You paid a little more than you had to, but nothing to be concerned about really. I've never had my hands on one of the kits, but I assume your UHF Pro remote says version 8.1 on the back. AFAIK, that remote is specific to the Kit and the key on the bottom of it matches something you pick in the IR sending unit (so you could have two kits in the same house for different receivers??). The Kit works for other IR receivers that don't support UHF or UHF Pro, but I don't think you can use the 8.1 directly on a DISH receiver. But again, someone that has actually touched one would be a better source.
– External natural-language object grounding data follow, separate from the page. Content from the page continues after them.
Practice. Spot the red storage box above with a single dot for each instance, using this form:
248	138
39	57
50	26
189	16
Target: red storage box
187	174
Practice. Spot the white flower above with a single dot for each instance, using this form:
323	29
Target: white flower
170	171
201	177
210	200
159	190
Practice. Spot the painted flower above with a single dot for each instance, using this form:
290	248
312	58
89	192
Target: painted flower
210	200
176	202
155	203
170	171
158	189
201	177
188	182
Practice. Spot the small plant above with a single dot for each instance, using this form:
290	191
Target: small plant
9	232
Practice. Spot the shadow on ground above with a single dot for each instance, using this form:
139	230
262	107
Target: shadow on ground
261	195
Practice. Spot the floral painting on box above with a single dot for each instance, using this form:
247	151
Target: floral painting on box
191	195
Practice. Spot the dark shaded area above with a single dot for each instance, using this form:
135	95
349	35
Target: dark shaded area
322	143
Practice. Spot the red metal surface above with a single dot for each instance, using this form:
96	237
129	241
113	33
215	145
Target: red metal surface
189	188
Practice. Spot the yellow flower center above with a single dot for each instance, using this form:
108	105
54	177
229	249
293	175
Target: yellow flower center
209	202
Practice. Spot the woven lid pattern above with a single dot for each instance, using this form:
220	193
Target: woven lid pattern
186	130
In previous threads ("Remote Options" was one I recall from some time back), someone posted a URL where you could buy the green key with the black 1 on it. The remote functions fine with no key inserted and you either leave the inside switch set to position #3, or keep a toothpick ready to move it back to position #1 and turn it back into at TV2 UHF Pro. The remote likely isn't really your property to modify, but you will find posts from people that solved their problem with a pocketknife. As it happens, a 6.0 UHF Pro remote has a two position switch and the keys used on a 6.0 position a 6.2 or 6.3 between the two central positions of the the 4 settings. That allows a key from a 6.0 remote to be used to put a 6.3 remote in position #3 (but the blue 2 side is up IIRC). If you put the 6.2 or 6.3 key into a 6.0, you break the switch as it tries to force the 6.0 to position #1 or #4 which don't exist in a 6.0.


----------



## rocatman (Nov 28, 2003)

This was very useful information. I found my remote from my old 811 and programmed it for TV2. My 622 is on my main floor but I have TV2 hooked up for viewing on my main floor, basement and upstairs bedroom so a second remote for it is definitely useful. 
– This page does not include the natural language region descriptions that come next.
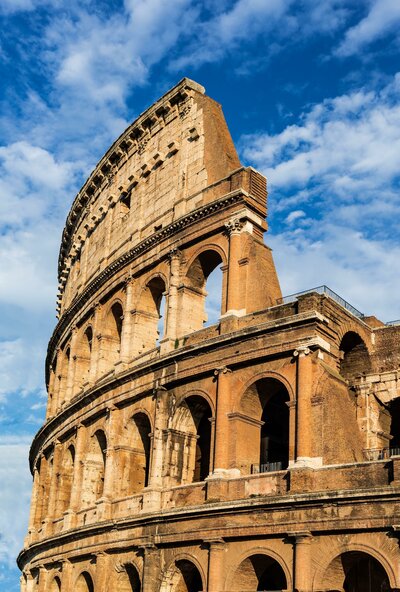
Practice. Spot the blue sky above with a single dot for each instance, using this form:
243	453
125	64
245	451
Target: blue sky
311	93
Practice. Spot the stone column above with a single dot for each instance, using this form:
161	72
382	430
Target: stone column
160	424
110	470
54	482
96	350
302	561
151	568
216	572
172	323
127	325
102	572
71	367
33	526
76	490
233	299
222	436
66	575
304	456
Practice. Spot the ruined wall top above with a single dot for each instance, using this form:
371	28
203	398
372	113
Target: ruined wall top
153	174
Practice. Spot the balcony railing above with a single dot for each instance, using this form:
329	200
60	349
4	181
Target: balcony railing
380	453
266	468
328	292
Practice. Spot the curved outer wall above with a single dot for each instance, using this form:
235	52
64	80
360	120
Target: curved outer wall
179	457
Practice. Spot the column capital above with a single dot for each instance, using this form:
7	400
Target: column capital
234	226
301	351
174	253
217	544
222	370
301	536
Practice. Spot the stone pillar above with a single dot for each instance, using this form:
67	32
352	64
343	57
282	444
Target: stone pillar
71	367
76	490
172	332
43	576
54	482
127	325
221	443
96	349
302	561
233	298
160	424
304	455
110	470
33	526
102	572
216	572
66	575
151	568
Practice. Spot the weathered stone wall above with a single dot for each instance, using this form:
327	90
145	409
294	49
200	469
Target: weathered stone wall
251	454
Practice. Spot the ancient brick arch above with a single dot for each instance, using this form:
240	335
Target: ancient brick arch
359	566
184	575
259	569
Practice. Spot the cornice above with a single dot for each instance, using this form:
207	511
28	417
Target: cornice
109	163
152	365
298	501
144	246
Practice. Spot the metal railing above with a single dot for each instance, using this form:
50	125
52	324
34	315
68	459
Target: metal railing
328	292
266	468
380	453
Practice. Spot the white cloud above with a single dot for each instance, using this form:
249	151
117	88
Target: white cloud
341	167
382	19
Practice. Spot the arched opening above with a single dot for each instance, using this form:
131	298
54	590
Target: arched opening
66	478
83	358
150	321
356	571
84	583
186	578
355	360
201	294
394	408
190	440
259	572
95	468
128	580
55	585
140	443
261	432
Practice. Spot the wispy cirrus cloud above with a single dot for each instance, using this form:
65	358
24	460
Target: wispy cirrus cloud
334	180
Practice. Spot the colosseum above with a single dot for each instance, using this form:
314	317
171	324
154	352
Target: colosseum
258	452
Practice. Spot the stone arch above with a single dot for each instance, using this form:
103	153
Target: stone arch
94	468
112	323
357	571
66	478
55	585
189	439
260	569
336	567
83	356
184	575
149	317
261	425
84	582
193	293
354	356
128	579
138	452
I would like to add a comment for Calvin Carrigan about putting the 622 in a cabinet. One needs to be careful about the temperature so cooling is very important. There is somewhere in the menu system where you can check your temperatures, I believe the submenu title is "Counters" and you need to use the page up/page down buttons to scroll through this data. I think the temperature data is on the third or fourth page.


----------